Submucosal and intramural fibroids that distort the endometrial cavity are considered to impair fertility26. The submucus myomas can affect the morphology of the uterine cavity and endometrial environment, which may impede embryo implantation. The intramural myomas can distort the uterine cavity or compress of fallopian tubes, which may affect sperm transport and impede embryo implantation, thus causing infertility or spontaneous abortion. Under real-time ultrasound guidance, UPMWA can effectively control the thermal field under the membrane of uterine fibroids. The treatment can effectively coagulate the fibroids and shrink their volume. In our UPMWA treatments, we observed that necrotic tissues of the treated submucosal and intramural fibroids can be expelled from the vagina several months after therapy and the fibroids may obviously shrink or even disappear. In this subgroup, the fibroids were all intramural and the average ablation rate was 88.03% ± 15.8% (range, 55.05–99%), suggesting that without obvious injury to the endometrium after complete ablation of the myomas, natural conception may not be affected. One patient in our study expelled necrotic tissues 5 and 6 months after treatment and six month after therapy, we found that the fibroid completely disappeared, the uterus returned to normal size and it was found to be normal at 4 years after the treatment. This patient conceived 20 and 30 months after therapy respectively and received induced abortions by choice. Another patient, who had been previously diagnosed with primary infertility that was diagnosed because of fibroids, gave birth to a healthy term infant by cesarean delivery. These findings suggest that because of the high ablation rate and the recovery of morphology of the uterine cavity, UPMWA treatment of submucosal and intramural fibroids may help patients diagnosed with infertility due to distorted uterine cavity or compressed fallopian tubes caused by fibroids improve their ability to conceive.

Due to the novel nature of this procedure and in accordance with the ethics requirements, initial UPMWA trials were restricted to patients with no desire for future fertility and most of the patients were over 40 years old. With more and more cases being treated, the curative effect of UPMWA was thoroughly confirmed. Due to the age range of the patients in this study, a small percentage of the patients became pregnant. Therefore, younger patients without a strong reproductive need should be recruited for further investigation.
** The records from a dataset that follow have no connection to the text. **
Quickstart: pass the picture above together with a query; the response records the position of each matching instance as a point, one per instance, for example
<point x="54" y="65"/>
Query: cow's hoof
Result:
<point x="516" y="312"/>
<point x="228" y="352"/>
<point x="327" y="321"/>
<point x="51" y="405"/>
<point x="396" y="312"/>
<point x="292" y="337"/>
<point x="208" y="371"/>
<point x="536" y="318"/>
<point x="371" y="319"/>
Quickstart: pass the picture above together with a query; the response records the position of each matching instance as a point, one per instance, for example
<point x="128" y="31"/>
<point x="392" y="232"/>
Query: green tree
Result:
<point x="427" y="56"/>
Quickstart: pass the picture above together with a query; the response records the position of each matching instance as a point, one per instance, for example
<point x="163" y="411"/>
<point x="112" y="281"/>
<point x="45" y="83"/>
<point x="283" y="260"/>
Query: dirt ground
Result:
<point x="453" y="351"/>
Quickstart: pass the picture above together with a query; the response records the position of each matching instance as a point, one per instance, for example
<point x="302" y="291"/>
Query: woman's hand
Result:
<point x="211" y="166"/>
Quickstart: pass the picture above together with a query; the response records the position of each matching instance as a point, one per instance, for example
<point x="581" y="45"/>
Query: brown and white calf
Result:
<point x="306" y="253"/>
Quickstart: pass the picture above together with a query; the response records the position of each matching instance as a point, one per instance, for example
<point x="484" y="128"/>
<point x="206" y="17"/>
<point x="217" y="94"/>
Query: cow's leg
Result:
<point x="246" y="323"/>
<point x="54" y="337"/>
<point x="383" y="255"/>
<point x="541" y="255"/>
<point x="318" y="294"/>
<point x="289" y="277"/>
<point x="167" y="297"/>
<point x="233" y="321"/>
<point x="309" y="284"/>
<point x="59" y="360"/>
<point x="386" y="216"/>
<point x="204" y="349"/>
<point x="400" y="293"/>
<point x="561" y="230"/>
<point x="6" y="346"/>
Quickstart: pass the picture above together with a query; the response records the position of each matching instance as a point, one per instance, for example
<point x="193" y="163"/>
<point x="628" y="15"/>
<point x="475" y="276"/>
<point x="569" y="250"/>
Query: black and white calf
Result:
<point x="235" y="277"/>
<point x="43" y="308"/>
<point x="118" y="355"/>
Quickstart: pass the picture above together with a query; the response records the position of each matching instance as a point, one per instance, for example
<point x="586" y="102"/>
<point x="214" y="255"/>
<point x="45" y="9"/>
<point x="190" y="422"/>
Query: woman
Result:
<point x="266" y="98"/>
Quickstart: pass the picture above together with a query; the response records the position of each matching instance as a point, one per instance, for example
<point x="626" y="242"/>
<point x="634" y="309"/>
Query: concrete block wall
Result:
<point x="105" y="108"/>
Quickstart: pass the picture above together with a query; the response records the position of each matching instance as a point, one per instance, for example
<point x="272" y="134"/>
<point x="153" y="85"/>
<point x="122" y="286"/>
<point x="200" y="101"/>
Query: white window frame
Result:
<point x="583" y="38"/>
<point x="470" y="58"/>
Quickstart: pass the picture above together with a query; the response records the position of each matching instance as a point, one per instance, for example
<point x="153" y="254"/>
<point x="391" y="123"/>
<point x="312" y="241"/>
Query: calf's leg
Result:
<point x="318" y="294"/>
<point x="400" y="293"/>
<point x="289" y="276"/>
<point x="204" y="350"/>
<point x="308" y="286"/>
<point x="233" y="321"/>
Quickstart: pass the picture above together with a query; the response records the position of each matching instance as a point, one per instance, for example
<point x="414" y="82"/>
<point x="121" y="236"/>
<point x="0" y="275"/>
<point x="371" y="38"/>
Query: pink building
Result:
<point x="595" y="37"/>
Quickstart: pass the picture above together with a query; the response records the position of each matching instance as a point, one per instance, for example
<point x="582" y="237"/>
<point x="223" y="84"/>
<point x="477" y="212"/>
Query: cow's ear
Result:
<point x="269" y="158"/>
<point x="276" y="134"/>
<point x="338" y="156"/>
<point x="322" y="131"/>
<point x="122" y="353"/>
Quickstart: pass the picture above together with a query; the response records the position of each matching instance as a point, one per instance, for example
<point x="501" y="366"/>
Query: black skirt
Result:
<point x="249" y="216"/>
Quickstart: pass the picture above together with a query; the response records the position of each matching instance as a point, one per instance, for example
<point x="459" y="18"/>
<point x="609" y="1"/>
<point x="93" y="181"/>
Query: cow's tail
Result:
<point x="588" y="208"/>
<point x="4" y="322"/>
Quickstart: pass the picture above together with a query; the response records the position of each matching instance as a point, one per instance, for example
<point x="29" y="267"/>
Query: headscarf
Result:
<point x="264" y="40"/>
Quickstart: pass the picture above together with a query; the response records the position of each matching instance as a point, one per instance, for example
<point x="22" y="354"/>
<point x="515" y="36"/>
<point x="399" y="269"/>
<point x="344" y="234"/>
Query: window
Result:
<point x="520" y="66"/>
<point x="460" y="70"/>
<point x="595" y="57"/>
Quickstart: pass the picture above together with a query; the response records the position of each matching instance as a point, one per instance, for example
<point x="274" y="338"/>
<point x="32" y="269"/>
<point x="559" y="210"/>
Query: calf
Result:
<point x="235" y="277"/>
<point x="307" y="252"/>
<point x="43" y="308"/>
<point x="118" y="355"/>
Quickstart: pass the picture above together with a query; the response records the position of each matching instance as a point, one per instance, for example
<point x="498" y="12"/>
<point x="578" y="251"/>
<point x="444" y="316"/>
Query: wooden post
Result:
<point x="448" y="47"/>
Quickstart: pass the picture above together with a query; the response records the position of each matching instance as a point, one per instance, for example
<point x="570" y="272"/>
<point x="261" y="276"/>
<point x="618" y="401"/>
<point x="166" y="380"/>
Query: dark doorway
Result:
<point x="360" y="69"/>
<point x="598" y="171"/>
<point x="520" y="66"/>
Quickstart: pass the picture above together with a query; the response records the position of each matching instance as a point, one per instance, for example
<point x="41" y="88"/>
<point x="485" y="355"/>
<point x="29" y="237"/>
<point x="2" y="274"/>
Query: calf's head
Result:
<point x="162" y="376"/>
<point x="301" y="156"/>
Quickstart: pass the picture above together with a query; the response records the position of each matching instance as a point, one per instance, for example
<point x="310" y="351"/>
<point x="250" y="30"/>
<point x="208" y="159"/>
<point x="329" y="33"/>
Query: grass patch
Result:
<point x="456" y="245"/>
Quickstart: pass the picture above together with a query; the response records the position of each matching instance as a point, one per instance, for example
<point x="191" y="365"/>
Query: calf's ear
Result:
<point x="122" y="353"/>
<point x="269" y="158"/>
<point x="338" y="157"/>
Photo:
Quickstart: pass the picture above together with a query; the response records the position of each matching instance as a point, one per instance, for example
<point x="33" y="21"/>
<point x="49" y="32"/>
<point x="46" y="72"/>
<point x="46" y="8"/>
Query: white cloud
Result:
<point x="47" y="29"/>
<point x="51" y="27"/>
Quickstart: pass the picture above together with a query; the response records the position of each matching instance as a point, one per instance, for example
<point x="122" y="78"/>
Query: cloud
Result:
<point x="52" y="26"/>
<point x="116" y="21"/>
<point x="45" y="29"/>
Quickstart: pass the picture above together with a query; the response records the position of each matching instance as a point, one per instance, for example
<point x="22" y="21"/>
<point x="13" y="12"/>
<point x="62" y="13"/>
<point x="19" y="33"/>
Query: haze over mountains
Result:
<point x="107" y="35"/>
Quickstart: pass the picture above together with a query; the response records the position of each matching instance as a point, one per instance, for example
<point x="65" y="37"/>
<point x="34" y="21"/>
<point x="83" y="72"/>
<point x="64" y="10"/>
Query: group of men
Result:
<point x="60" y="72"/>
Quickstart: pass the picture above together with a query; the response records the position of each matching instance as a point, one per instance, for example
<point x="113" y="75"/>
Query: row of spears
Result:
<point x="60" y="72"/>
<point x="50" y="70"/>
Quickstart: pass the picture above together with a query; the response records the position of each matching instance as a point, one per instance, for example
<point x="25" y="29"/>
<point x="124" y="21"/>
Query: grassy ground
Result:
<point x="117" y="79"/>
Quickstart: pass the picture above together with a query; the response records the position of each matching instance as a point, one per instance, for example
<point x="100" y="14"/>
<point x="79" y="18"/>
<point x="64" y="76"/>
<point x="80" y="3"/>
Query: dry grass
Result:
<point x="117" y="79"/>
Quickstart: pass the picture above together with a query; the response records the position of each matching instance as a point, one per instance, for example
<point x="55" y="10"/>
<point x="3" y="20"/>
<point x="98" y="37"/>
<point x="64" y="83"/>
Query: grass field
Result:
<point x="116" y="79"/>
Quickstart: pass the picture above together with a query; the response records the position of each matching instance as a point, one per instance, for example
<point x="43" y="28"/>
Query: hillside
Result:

Because of the age factor and China’s family planning policy, only a limited number of patients chose to continue with the pregnancy after conception; the choice of continuity or termination of the pregnancy depended on social or obstetric factors but not the UPMWA procedure. This is not conducive to an objective assessment of pregnancy outcome after UPMWA. In China, the rate of cesarean delivery is close to 50%, mostly because of the prevalence of fear of pain during childbirth and poorer understanding of the risks associated with cesarean delivery in patients. Because all pregnant women in the present study opted for delivery via cesarean section, we could not investigate normal vaginal birth after UPMWA in this study. However, the existing number of cases strongly suggest that after UPMWA treatment for uterine fibroids patients may conceive naturally and higher ablation rates may have the potential to improve the ability of infertile patients to conceive. Our preliminary results provide the possibility of prospective controlled and randomized clinical tests on patients with fertility requirements learn more about fertility and outcomes after UPMWA. As our knowledge is currently limited, further pregnancies after UPMWA treatment need to be followed up carefully, with ultrasonic evaluation of the placental site and evaluation of their placental status during pregnancy to ensure appropriate care if abnormalities are detected.

In Conclusion

After UPMWA treatment for uterine fibroids, patients may conceive naturally, the impact of the procedure on fertility and pregnancy outcomes is worthy of further prospective study in larger sample.

Additional Information

How to cite this article: Bing-song, Z. et al. Unplanned pregnancy after ultrasound-guided percutaneous microwave ablation of uterine fibroids: A follow-up study. Sci. Rep. 6, 18924; doi: 10.1038/srep18924 (2016).